Vendor or scrap lazy mode?

shashi / FileTrees.jl

Parallel computing with a tree of files metaphor

http://shashi.biz/FileTrees.jl

Other

88 stars 5 forks source link

Vendor or scrap lazy mode? #79

Open DrChainsaw opened 1 month ago

DrChainsaw commented 1 month ago

The writing has been on the wall for a long time for Daggers lazy API (which is what powers FileTrees lazy mode) and in the latest release it gives deprecation warnings when used.

I personally use the lazy mode quite a bit in my workflows so I wouldn't mind adding a simple lazy computation framework in FileTrees. I'm not sure however if it is just because 1) I'm used to it and 2) I underestimate how much effort it would be to maintain it.

I haven't given it much thought, but it seems that a lightweight lazy computation framework which just recursively executes the thunks would not be much extra work. Getting parallelism on this could then just be to put Dagger.@spawn in front of every call when executing or something.

I guess this also gives the opportunity to have Dagger as an weak dependency. In about 90% of my use cases I don't have any use for parallelism and if this is similar for other users it could reduce the weight of the package by quite a bit.

Maybe one could also have a weak dependency for Distributed, although I guess that would be a slippery slope towards reimplementing the entire lazy machinery in Dagger which should probably be avoided.

@shashi and @jpsamaroo : I guess this will be a larger change to the package in either case, so I'd like to get your opinions if you have the time.

jpsamaroo commented 1 month ago

Is there a particular reason why you need to use the lazy API? And have you tried replacing usage of delayed and compute with @spawn/spawn and fetch? It should be a very straightforward transition, and would provide:

Interoperability with other Dagger code which produces DTasks
Possible memory usage reduction, as the eager API integrates more properly with the GC to allow freeing intermediate results when no longer used
Possible scheduling improvements, as the scheduler instance contains learned details about tasks that it's previously executed
Synchronization with @sync when using Dagger.@spawn
Easier passing of task options with Dagger.@spawn
The DTask is a proper task handle and supports wait, fetch, etc.

The main difference that delayed provides (starting all tasks at once) can be achieved with wrapping your code with Dagger.spawn_bulk() do ... end, which batches up tasks until it hits the end statement.

Of course, if you don't want the weight of Dagger, it would be a reasonable time to remove it as a dependency. But I do think that there could also be an opportunity to have a "generic" @spawn/spawn API as well, that can fallback to non-Dagger execution if Dagger isn't desired. If you're interested in collaborating on this, please let me know!

DrChainsaw commented 1 month ago

I'm all for making use of Dagger also in the eager loading, I just haven't gotten around to it. To me, that is a bit of a separate issue.

I use the lazy mode of FileTrees quite alot in my workflow when doing exploratory data analysis. This often involves lazy-loading data which does not fit in memory so I absolutely do not want to try to load the entire data set and then slicing around and combining in the tree interactively.

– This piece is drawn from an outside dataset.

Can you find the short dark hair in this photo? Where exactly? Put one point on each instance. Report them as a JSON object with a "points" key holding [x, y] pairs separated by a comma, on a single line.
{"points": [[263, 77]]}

One simple to explain case when the lazy loading is very useful is when using mv to combine data from multiple files, such as in this example from the docs. It is often difficult to understand up front what the output will be, especially when working with a disorganized directory structure, so just seeing what the result is without having to load the data is pretty much a necessity, as is the ability load a tiny portion of the data after each added processing step just to make sure things are combined in the right way.

This could clearly be done without the lazy mode, but I fear that it will not feel as good to use. Also note that this does not really need Daggers lazy mode scheduling (I would never ask of you to keep it alive just for this), but I think it can be worth it to have a light weight lazy mode in FileTrees. To me, this is independent of whether Dagger is used to enable parallelism. The usefulness of lazy mode has more to do with interactivity than it has to do with parallelism for me, which is why I also think it makes some sense to vendor it.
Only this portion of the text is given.